Samuel L. Jackson is laugh-out-loud hilarious as Candie’s cartoonishly subservient head house slave Stephen. The universe’s ultimate Uncle Tom who looks a lot like Uncle Ben, Stephen is outraged to near apoplexy at the idea of his master treating Django like a white man. Jackson’s genius is his ability to show the frighteningly sinister under Stephen’s shuck-and-jive surface, making him both funnier and scarier than any of the movie’s casually cruel Caucasians.

Among the other supporting players and cameos, Don Johnson deserves special mention as proto-Ku Klux Klan leader Big Daddy. A scene in which he and members of his torch-bearing raiding party bicker about the bags they have to wear as improvised hoods is priceless.

Being a Tarantino film, the soundtrack includes some interesting song choices.

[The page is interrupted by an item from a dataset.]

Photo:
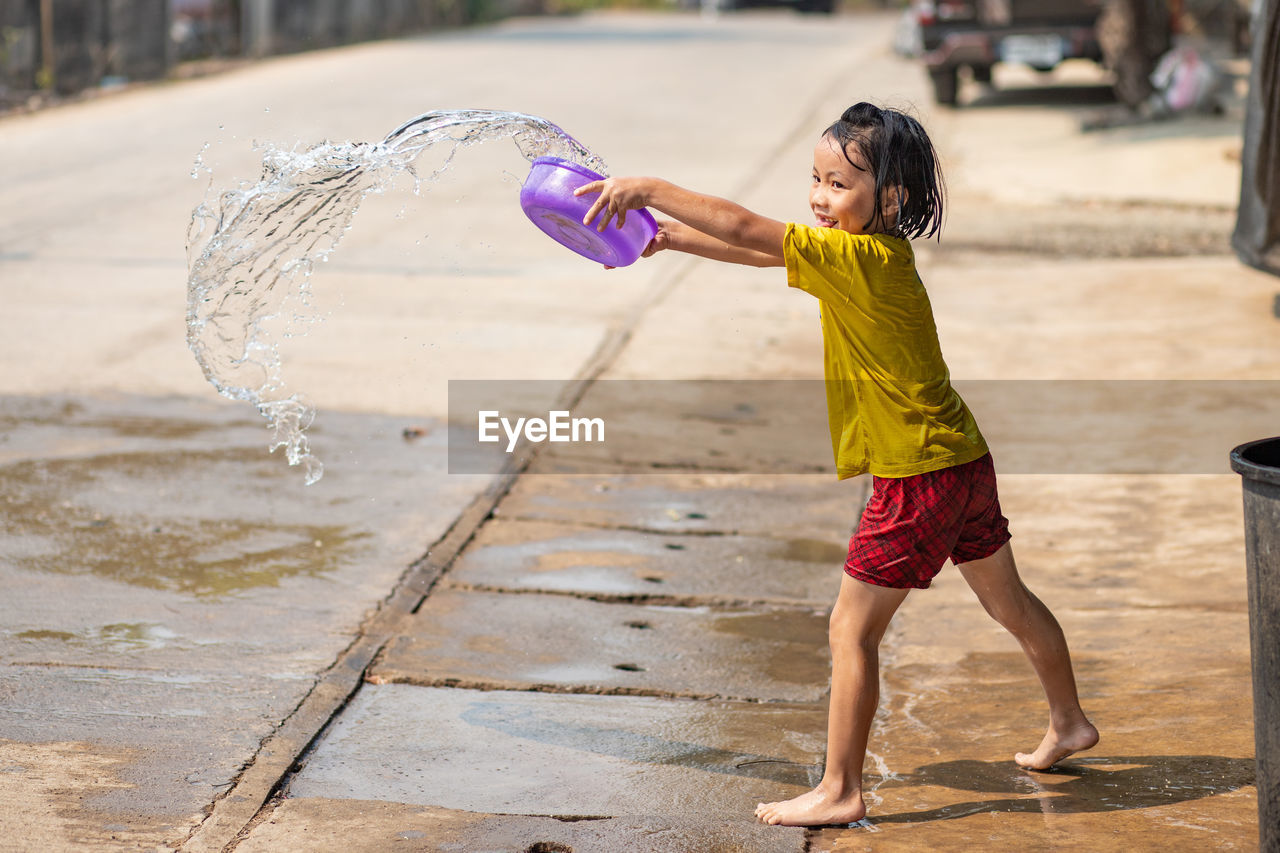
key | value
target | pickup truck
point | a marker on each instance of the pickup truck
(1127, 36)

Django first saddles up cowboy style to Jim Croce’s “I Got a Name.” A James Brown/Tupac Shakur mashup of “The Payback” and “Untouchable” accompanies an extended blood-splattered shootout. And considering the movie’s subject matter, Richie Havens’ frantic “Freedom” is a perfect fit.

Although the movie probably sets a new record for most uses of the “N” word in a motion picture, it also could be the most anti-racism film of the new century. Django may get a little overenthusiastic about righting past wrongs (okay, make that very overenthusiastic), but it’s impossible not to have sympathy for his plight.

Just as the Coen brothers surprised everyone by making a western that turned out to be one of their best films (“True Grit”), Tarantino would not have been on anyone’s short list of candidates to helm this kind of antebellum song of the deep south, tongue-in-cheek or not. But he pulls it off with sensational style, making “Django Unchained” one of the top films of the year.

Also, be sure to stick around until the end of the credits for one last zinger that everyone hurrying to the parking lot will miss.